Spark RDD/Core 编程 API入门系列之rdd实战（rdd基本操作实战及transformation和action流程图）（源码）（三）

2022-03-12 22:47:18

本博文的主要内容是：

1、rdd基本操作实战

2、transformation和action流程图

3、典型的transformation和action

RDD有3种操作：

1、 Trandformation 对数据状态的转换，即所谓算子的转换

2、 Action 触发作业，即所谓得结果的

3、 Contoller 对性能、效率和容错方面的支持，如cache、persist、checkpoint

Contoller包括cache、persist、checkpoint。

/**
 * Return a new RDD by applying a function to all elements of this RDD.
 */
def map[U: ClassTag](f: T => U): RDD[U] = withScope {
  val cleanF = sc.clean(f)
  new MapPartitionsRDD[U, T](this, (context, pid, iter) => iter.map(cleanF))
}

传入类型是T，返回类型是U。

元素之间，为什么reduce操作，要符合结合律和交换律？
答：因为，交换律，不知，哪个数据先过来。
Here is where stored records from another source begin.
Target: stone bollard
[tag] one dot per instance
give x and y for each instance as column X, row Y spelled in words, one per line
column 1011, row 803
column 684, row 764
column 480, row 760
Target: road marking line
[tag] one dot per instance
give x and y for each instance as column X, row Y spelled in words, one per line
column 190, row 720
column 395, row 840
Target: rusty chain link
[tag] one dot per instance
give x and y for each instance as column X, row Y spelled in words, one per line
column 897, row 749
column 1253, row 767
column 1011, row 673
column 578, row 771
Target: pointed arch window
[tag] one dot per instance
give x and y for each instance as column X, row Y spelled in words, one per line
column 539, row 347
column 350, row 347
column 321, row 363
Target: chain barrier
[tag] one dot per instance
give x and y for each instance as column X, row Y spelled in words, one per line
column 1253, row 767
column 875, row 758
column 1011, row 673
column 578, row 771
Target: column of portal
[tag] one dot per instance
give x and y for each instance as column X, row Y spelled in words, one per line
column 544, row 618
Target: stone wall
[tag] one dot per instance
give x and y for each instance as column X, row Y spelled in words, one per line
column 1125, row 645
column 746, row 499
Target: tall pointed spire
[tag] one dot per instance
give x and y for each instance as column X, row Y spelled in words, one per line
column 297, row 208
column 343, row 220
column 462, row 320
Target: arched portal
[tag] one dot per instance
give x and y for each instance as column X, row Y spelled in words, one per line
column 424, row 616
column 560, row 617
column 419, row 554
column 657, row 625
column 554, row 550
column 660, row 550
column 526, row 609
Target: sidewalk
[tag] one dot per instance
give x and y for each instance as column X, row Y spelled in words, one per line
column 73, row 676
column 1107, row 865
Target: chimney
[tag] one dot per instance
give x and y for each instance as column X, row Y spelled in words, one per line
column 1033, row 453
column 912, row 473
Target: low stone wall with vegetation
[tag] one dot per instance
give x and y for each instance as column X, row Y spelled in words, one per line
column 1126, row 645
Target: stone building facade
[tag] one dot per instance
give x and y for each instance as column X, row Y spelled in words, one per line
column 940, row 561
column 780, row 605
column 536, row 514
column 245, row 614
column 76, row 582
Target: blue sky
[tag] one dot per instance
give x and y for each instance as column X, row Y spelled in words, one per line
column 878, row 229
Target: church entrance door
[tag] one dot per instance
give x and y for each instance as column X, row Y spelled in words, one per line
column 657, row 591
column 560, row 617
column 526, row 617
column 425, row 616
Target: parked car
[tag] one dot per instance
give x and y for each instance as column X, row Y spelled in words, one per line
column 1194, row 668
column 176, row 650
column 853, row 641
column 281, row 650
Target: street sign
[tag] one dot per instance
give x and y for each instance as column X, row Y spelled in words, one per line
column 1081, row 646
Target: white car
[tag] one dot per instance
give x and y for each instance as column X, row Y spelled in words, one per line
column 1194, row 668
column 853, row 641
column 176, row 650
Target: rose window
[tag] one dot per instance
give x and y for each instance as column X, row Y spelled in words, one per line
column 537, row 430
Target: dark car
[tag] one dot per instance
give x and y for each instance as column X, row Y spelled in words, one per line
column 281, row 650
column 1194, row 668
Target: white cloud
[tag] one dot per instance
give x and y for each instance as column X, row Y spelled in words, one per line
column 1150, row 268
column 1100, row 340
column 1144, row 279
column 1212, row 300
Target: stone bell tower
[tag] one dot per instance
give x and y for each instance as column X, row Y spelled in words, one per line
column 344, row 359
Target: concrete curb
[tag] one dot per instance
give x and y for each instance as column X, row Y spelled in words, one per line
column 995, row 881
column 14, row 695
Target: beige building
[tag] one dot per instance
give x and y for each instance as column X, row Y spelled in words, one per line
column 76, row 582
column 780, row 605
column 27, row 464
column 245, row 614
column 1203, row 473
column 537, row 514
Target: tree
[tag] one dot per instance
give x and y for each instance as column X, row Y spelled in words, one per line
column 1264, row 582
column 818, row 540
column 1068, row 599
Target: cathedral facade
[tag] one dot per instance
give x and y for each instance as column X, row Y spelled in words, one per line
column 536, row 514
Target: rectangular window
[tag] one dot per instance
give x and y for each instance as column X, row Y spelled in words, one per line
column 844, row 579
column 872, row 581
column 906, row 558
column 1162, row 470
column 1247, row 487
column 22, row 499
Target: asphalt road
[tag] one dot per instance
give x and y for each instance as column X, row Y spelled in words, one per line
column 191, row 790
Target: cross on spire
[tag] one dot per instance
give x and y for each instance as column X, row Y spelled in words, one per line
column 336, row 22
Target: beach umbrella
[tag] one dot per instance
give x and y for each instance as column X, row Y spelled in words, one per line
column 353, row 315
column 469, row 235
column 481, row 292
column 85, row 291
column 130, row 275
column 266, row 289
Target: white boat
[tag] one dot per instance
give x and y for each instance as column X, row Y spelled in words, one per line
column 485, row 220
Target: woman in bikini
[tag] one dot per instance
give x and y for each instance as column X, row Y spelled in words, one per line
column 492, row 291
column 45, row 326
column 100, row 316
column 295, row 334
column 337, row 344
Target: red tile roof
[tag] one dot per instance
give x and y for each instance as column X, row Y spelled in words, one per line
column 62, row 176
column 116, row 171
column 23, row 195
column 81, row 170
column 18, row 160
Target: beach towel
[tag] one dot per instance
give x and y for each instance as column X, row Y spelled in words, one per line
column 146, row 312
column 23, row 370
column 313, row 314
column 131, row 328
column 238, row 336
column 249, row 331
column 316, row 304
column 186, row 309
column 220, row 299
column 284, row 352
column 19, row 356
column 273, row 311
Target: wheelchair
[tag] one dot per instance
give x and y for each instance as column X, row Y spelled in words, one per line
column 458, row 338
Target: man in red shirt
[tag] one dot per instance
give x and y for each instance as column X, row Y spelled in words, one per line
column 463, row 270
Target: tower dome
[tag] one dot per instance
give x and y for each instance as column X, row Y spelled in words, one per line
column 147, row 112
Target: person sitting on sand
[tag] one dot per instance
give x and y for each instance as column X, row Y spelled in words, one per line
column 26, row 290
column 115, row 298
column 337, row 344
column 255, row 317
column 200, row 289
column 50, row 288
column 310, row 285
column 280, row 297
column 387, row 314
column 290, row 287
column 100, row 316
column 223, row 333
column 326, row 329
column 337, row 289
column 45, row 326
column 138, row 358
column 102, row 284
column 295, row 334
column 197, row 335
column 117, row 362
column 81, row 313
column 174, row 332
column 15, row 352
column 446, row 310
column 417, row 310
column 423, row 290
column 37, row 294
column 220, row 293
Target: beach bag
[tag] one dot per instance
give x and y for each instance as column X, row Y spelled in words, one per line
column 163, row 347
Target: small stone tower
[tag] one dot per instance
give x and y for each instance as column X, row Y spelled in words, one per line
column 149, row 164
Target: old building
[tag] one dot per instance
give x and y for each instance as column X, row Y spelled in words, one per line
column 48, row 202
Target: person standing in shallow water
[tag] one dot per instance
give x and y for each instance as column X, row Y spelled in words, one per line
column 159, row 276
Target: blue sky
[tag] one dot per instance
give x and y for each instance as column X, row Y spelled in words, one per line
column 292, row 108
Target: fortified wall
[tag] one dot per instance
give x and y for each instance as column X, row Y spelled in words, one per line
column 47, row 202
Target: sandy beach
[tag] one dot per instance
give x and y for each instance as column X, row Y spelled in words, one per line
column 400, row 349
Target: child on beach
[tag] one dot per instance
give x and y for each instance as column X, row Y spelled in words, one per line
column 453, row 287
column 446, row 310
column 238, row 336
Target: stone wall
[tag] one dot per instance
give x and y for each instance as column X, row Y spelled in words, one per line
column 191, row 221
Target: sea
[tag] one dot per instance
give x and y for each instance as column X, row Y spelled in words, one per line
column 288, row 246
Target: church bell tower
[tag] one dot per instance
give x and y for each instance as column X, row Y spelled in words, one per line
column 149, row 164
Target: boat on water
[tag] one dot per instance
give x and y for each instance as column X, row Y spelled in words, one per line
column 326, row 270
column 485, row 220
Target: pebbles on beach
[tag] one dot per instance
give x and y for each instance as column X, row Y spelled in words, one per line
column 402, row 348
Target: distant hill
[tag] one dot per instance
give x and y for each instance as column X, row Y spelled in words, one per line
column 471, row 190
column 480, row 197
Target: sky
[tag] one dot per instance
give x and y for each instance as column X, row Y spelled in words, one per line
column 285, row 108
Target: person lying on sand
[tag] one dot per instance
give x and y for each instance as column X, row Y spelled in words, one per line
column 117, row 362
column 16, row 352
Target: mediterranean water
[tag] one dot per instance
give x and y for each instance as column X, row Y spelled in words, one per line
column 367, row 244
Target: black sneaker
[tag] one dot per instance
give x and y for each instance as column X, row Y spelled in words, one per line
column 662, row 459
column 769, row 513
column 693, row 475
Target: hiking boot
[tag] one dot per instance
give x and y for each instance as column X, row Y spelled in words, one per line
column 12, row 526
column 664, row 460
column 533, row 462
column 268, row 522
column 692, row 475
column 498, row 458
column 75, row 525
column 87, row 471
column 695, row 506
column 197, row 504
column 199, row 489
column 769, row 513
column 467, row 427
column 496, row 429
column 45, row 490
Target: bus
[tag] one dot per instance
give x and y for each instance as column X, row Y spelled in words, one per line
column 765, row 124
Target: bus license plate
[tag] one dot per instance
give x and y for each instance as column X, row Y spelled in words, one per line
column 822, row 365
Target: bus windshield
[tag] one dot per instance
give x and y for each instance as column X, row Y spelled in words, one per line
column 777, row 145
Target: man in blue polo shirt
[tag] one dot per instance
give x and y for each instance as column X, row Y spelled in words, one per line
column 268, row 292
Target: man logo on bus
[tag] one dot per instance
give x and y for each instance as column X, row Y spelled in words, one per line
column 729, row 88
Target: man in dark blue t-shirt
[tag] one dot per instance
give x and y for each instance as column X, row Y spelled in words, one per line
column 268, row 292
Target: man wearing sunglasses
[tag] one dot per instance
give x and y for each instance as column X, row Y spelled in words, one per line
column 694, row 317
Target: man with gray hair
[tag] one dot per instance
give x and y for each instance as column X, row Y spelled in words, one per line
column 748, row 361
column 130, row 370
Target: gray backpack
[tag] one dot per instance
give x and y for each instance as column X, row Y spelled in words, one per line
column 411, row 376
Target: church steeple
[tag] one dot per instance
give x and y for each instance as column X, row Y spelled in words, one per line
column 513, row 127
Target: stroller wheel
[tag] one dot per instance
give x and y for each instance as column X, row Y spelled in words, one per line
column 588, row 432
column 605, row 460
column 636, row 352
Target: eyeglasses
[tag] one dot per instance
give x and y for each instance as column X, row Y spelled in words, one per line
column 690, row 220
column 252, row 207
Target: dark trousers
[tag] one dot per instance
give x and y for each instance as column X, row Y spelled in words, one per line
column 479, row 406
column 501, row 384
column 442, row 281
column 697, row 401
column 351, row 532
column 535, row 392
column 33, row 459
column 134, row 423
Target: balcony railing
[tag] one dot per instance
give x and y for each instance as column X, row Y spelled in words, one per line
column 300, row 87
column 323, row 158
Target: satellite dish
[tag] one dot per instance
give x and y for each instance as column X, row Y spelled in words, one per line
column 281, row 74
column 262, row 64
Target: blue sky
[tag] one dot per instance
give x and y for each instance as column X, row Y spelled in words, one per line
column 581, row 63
所以，必须符合交换律。
   在交换律基础上，想要reduce操作，必须要符合结合律。

/**
 * Reduces the elements of this RDD using the specified commutative and
 * associative binary operator.
 */
def reduce(f: (T, T) => T): T = withScope {
  val cleanF = sc.clean(f)
  val reducePartition: Iterator[T] => Option[T] = iter => {
    if (iter.hasNext) {
      Some(iter.reduceLeft(cleanF))
    } else {
      None
    }
  }
  var jobResult: Option[T] = None
  val mergeResult = (index: Int, taskResult: Option[T]) => {
    if (taskResult.isDefined) {
      jobResult = jobResult match {
        case Some(value) => Some(f(value, taskResult.get))
        case None => taskResult
      }
    }
  }
  sc.runJob(this, reducePartition, mergeResult)
  // Get the final result out of our Option, or throw an exception if the RDD was empty
  jobResult.getOrElse(throw new UnsupportedOperationException("empty collection"))
}

RDD.scala（源码）

这里，新建包com.zhouls.spark.cores

package com.zhouls.spark.cores

/**
  * Created by Administrator on 2016/9/27.
  */
object TextLines {

}

下面，开始编代码

本地模式

自动，会写好

源码来看，

所以， val lines = sc.textFile("C:\\Users\\Administrator\\Desktop\\textlines.txt") //通过HadoopRDD以及MapPartitionsRDD获取文件中每一行的内容本身

val lineCount = lines.map(line => (line,1)) //每一行变成行的内容与1构成的Tuple

val textLines = lineCount.reduceByKey(_+_)

textLines.collect.foreach(pair  => println(pair._1 + ":" + pair._2))

成功！

现在，将此行代码，

     textLines.collect.foreach(pair  => println(pair._1 + ":" + pair._2))
改一改

     textLines.foreach(pair  => println(pair._1 + ":" + pair._2))

总结：

本地模式里，

   textLines.collect.foreach(pair  => println(pair._1 + ":" + pair._2))
改一改

     textLines.foreach(pair  => println(pair._1 + ":" + pair._2))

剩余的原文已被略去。